Après un passage à Dubaï, puis à Assilah, Fatima est arrivée il y a 3 ans à Saïdia un peu par hasard. Elle pensait aller à Mélilia, mais a renoncé devant le coût de la vie trop élevé. « Ici à Saïdia, la concurrence est moins dure qu'à Marrakech ou à Casablanca », estime-t-elle, avant de poursuivre « Mais cela augmente. La plupart des filles viennent des grandes villes, mais on voit aussi apparaître des filles du coin, de Berkane, Oujda ou encore Sidi Slimane ». Et pour cause, pour les jeunes filles issues de familles modestes, et souvent monoparentales, il n'est pas facile de trouver un emploi. Passant d'une population de 10 000 habitants à 50 000 l'été, la station balnéaire propose surtout des emplois saisonniers, principalement aux hommes. De plus, à Saïdia, la plupart des jeunes filles ne poursuivent pas leurs études en raison des établissements scolaires souvent situés à des kilomètres de leur domicile.

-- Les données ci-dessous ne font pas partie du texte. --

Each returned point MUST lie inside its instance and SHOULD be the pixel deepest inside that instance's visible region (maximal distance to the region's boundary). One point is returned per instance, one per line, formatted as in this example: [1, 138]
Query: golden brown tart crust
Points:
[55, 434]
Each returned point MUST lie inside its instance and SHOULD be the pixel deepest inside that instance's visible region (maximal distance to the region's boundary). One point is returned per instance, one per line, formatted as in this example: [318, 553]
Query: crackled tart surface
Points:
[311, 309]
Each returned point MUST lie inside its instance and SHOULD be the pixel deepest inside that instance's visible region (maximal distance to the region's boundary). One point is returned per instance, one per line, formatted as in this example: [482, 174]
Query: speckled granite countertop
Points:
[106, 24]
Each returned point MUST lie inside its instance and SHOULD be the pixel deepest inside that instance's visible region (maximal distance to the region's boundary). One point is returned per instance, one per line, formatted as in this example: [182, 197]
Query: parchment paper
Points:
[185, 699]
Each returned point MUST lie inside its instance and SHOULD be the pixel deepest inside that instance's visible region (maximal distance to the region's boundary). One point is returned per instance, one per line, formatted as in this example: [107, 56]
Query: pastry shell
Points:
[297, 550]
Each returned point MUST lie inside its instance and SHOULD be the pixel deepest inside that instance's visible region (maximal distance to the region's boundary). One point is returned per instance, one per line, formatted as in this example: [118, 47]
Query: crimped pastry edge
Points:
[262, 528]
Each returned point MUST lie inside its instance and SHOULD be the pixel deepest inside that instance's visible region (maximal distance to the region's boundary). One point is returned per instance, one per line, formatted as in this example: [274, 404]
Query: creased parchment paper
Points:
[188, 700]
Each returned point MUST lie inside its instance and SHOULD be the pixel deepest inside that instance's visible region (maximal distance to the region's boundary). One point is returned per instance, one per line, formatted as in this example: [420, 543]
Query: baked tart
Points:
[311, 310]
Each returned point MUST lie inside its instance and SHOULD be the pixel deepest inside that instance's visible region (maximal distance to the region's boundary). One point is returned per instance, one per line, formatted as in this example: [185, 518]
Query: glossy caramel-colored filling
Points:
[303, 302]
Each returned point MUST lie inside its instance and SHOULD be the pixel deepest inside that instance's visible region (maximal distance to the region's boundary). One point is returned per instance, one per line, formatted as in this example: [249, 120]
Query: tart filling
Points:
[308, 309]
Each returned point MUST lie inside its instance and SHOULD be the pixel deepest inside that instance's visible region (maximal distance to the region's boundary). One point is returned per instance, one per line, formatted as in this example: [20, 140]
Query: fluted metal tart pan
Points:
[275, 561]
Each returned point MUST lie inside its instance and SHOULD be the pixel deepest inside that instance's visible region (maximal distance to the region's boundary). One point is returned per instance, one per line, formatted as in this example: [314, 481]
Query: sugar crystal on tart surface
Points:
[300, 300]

«Mon père a quitté ma mère lorsqu'elle était enceinte de mon petit frère. Je suis l'homme du foyer».
Leïla.
C'est notamment le cas de Leïla, originaire d'Oujda et âgée de 19 ans, qui vient de commencer à se prostituer depuis 6 mois. La raison ? « La misère », résume-t-elle, en détournant ses grands yeux bleus aux longs cils. Elle rêvait il y a quelques mois encore d'être avocate puis tout a basculé un été. « Avant je travaillais comme serveuse, on m'avait déjà fait des propositions mais je refusais. Puis l'été de mes 18 ans, un homme m'a violée alors que j'étais encore vierge », explique-t-elle. Elle ne porte pas plainte mais commence à se prostituer. Même si elle refuse d'en parler directement, une de ses compagnes nous confie que c'est la mère de Leïla qui la pousse à la prostitution pour l'argent. « Mon père a quitté ma mère lorsqu'elle était enceinte de mon petit frère. Je suis l'homme du foyer », explique-t-elle simplement avant d'avouer « Mais j'aimerais arrêter, je pense des fois à quitter ma maison. Je voudrais faire des études et me marier ».
Changer de vie, elles l'ont toutes imaginé plus d'une fois « J'aimerais arrêter mais c'est trop tard pour recommencer une autre vie », se désole Asmae, qui fait languir son client en espérant obtenir un meilleur prix. Les yeux brillants, elle tire une photo de son portefeuille et nous montre sa petite fille de 4 ans. « Je garde le sourire, mais des fois, je n'arrive même pas à manger ou à dormir. Je reste des fois les yeux ouverts la nuit à penser à ma fille. La distance me fait souffrir, mais je tiens le coup ». En attendant, comme ce soir, elle négocie son corps jusqu'à à 5h du matin, où elle accepte de partir avec le client du bar pour 1 500 dirhams.
Même écho chez Selma : « Arrêter ? C'est mon rêve », nous confie-t-elle laconiquement, avant d'ajouter « J'aurais aimé avoir un autre travail. Maintenant, je n'y pense même plus, il n'y a pas d'emploi pour moi. Même en étant serveuse, tu ne gagnes pas bien ta vie, juste à peine pour le loyer. J'aimerais que quelqu'un nous aide. Je suis fatiguée ». Mais déjà, elle se lève et rejoint un homme à la table d'à côté.